Novi Sad & Souvenirs

News like this gives me some hope in development of Serbian tourism – Novi Sad harbor is getting a souvenir shop!
This doesn’t sound like a big deal, but in many ways it is. Novi Sad lies on Danube, and weekly, big river cruise liners from Germany, Romania, Hungary and Austria pass through. A lot of tourist go out and spend few hours strolling around city center. There are souvenir shops around town, but it was more than logical to put one right in the harbor, where these types of tourists are sure to pass.

I’m not big on collecting stuff, but I love nicknack's that I picked up during my travels, especially those that where cheap, small and useless – the exact things this new shop should store. For example, my friend has a collection of fridge magnets he bought during his time in the USA, and it looks great.
I hope that ‘’river’’ visitor will be able to get “Greetings from Novi Sad’’ or ‘’Novi Sad ain’t half Bad’’ magnets soon.

Inviting investors to Serbia

Like most of the eastern European countries, Serbia is in need of more foreign investment into domestic tourism. Local business investors usually favor heavier industries or commerce sectors, rather then tourism, which is seen as more of an exotic and risky opportunity.

On recent Travel Trade Show that was organized in Berlin, Serbian government promoted its plans for bringing more investment into the tourism sector. Except for the usual rhetoric about our untouched natural beauties, Serbia’s improving image (at least, they hope it’s improving) and so fort, I think two things stand up for investors that are (rightly so) interested in profit, and not the improvement of our world-standing.

First of those is the expansion and promotion of archeological sites from the Roman era, so called ‘’Emperors Route’’ – I believe this is really a potential for development. Ancient Roman sites are always interesting and have a big appeal to most people.

The other thing, although less spectacular, is a planned cycling track alongside Danube, which is intended to promote bicycle tourism. This could be a jackpot for some low to medium investments – the landscape through which Danube flows is very flat, green and tranquil, and good basic infrastructure is already there. With some well planed tours that last 4-7 days, Serbia could easily get on the eco-tourist maps.

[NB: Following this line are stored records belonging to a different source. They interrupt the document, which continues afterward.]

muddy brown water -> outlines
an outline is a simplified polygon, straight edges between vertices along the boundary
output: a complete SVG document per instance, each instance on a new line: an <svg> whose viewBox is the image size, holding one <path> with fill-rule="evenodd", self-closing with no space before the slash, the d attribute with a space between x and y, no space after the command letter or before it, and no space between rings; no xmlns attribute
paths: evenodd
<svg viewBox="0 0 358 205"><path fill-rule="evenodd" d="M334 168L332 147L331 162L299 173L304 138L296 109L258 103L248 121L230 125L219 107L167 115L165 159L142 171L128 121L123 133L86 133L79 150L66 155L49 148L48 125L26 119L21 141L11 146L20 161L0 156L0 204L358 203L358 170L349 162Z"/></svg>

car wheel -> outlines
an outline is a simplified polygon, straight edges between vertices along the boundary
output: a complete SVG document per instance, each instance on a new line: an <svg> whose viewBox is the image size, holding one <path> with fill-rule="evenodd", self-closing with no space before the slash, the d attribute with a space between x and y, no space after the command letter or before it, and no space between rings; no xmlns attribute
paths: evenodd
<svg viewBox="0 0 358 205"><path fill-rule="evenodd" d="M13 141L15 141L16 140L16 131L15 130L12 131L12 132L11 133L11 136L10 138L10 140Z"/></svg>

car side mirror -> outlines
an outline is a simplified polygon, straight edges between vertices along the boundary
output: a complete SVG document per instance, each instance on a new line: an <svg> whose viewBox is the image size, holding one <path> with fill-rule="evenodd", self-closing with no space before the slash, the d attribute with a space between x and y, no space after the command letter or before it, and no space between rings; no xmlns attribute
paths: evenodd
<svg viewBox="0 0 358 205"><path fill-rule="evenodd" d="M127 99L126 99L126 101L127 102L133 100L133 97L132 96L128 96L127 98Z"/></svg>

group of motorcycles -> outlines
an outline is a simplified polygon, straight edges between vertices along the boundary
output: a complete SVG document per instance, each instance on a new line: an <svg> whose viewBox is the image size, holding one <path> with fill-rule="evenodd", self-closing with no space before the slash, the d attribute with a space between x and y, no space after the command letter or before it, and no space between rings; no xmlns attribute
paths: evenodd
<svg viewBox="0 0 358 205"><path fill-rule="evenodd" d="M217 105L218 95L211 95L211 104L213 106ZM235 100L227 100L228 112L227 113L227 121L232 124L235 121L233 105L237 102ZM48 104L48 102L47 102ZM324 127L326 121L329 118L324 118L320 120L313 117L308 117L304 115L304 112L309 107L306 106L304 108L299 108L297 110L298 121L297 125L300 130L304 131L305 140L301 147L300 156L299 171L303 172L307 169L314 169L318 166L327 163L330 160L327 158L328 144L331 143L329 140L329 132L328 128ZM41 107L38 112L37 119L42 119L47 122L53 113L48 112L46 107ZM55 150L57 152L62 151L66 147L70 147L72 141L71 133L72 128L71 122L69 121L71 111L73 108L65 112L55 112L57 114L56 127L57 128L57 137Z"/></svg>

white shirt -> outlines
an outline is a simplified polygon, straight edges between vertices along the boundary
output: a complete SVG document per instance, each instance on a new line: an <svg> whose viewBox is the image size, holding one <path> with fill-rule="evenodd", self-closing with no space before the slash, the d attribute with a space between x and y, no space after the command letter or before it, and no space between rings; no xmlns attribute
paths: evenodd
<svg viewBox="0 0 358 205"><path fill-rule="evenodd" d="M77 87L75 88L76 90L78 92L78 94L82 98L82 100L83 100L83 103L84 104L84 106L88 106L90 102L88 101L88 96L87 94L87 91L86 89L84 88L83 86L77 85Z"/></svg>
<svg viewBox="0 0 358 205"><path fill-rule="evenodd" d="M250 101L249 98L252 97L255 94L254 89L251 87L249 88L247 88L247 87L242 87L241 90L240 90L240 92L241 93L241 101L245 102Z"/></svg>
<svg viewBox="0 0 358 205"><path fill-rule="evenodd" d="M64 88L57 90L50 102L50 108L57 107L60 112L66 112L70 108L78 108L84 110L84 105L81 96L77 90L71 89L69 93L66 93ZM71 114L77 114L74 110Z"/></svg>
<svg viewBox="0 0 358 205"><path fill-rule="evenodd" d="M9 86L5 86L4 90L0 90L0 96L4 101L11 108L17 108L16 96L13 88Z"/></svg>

So, where do you want to put your money - ancient Rome or bicycles?

Karlovci Christmas festivities

Although the New Year holiday season is whining down, there are still some events that are ongoing. In Serbia, majority of the population is Christian-Orthodox, and according to the old Julian calendar, New Year falls on January 14.

In Sremski Karlovci, a traditional event called ‘’Karlovci Christmas festivities’’ started in December, but will end on the 14th. Every year more and more people visit this event because of it broad and interesting subjects: culture, spiritual heritage, traditional folk values. All of this is presented in a modern, multimedia fashion.

If you like to learn more about local culture and, especially, spiritual and religions heritage (Sremski Karlovci is a very important center for both), on the 13th you can see the preparation for the Orthodox New Year in the church of St. Nikolaja around midnight, or New Year mass and church choir concert on the 14th , starting in 9:30AM.